Mixed up weather means 2017 is not a good year for Dutch wine

Too much heat too soon, frost in April and as late as May have meant that 2017 will not be a good year for wine in the Netherlands. Wine growers estimate that at least a quarter of the grapes will be unfit for purpose.

The Association of Dutch Wine growers (VNWP) says this means fewer bottles of Dutch white wine in 2017 and fewer bottles of red in four years’ time, public broadcaster NOS reports.

Wine production is not a very big industry as it is and no Dutch wine is finding its way abroad as yet. In 2016 the Netherlands had 134 wine growing businesses which together take up some 240 hectares of land. Their joint production last year hovered around the million bottle mark, a fraction of the 500 million bottles which the Dutch consume annually.

Ground water

Wine grower and VNWP spokesman Diederik Beker, who produces some 25,000 bottles a year on his vineyard in the Betuwe, in the province of Gelderland, has managed to protect his grapes and the damage to his vineyard is not too bad. ‘I  think my harvest will be down 10%,’ he told NOS.

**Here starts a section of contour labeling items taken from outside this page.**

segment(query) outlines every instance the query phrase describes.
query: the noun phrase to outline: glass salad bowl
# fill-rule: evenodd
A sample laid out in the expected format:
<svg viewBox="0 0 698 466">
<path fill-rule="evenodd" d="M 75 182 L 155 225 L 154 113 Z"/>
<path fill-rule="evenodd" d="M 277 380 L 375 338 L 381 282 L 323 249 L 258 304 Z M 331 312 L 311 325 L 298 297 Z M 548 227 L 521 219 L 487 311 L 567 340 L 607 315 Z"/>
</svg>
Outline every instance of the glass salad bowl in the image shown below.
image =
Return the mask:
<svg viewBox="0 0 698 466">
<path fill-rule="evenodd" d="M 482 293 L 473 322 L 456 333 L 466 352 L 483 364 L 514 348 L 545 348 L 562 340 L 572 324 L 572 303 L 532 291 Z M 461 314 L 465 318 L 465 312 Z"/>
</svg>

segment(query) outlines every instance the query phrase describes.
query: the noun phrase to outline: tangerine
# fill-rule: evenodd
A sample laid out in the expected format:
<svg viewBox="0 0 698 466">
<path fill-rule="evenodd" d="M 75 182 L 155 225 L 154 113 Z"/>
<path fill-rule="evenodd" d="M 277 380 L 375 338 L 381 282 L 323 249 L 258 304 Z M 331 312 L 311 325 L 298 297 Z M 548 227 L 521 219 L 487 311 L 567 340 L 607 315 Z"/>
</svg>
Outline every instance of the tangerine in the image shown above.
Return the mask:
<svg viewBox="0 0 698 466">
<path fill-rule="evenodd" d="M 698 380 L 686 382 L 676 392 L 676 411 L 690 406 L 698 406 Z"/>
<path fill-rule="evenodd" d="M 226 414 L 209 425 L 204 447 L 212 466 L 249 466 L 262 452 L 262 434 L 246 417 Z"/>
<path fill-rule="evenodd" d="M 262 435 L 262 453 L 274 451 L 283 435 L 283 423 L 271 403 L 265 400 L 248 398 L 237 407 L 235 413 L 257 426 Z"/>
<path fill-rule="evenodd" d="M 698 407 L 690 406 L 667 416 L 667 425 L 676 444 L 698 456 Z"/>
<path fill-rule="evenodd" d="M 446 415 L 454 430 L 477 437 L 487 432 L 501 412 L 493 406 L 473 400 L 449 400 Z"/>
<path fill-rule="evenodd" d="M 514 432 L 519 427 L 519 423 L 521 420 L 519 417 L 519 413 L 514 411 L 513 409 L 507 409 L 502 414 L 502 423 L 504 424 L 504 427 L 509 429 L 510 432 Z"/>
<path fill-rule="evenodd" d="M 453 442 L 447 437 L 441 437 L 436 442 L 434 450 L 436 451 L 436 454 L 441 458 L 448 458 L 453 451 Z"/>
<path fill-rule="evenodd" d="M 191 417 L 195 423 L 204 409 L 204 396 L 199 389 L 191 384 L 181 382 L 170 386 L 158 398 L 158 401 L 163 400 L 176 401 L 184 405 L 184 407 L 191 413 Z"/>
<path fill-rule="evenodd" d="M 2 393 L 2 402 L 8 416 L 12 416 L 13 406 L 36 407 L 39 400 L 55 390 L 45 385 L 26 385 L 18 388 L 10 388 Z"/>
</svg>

Beker sprayed his grapes with water during the spell of frost which gave them a thin layer of ice preventing the frost from damaging the plant. Not all growers can afford the machinery involved but the main problem is the scarcity of ground water.

‘There is enough water in the Betuwe but not so much in Limburg and in Zeeland the ground water is salty and grapes don’t like that.,’ Beker told the broadcaster.

Disaster

Wine grower Albert Maessen in Klimmen, in Limburg describes his vineyard (Kruisboom) as a disaster area. ‘It’s a mess. We had terrible hail in June and the vines stopped growing by themselves. And then the small shoots that appeared were hit by frost.’ NOS quotes him as saying.

Fewer bottles does not mean a drop in quality, Beker claims. ‘The last six to eight weeks are crucial for quality. The hot weather has meant harvesting will start early, at the beginning of September and from mid-May the grapes have been in a sort of turbo mode. I have never seen anything like it.’

According to Beker what is needed is consistent Dutch summer weather: not too hot, not too much rain and no storms.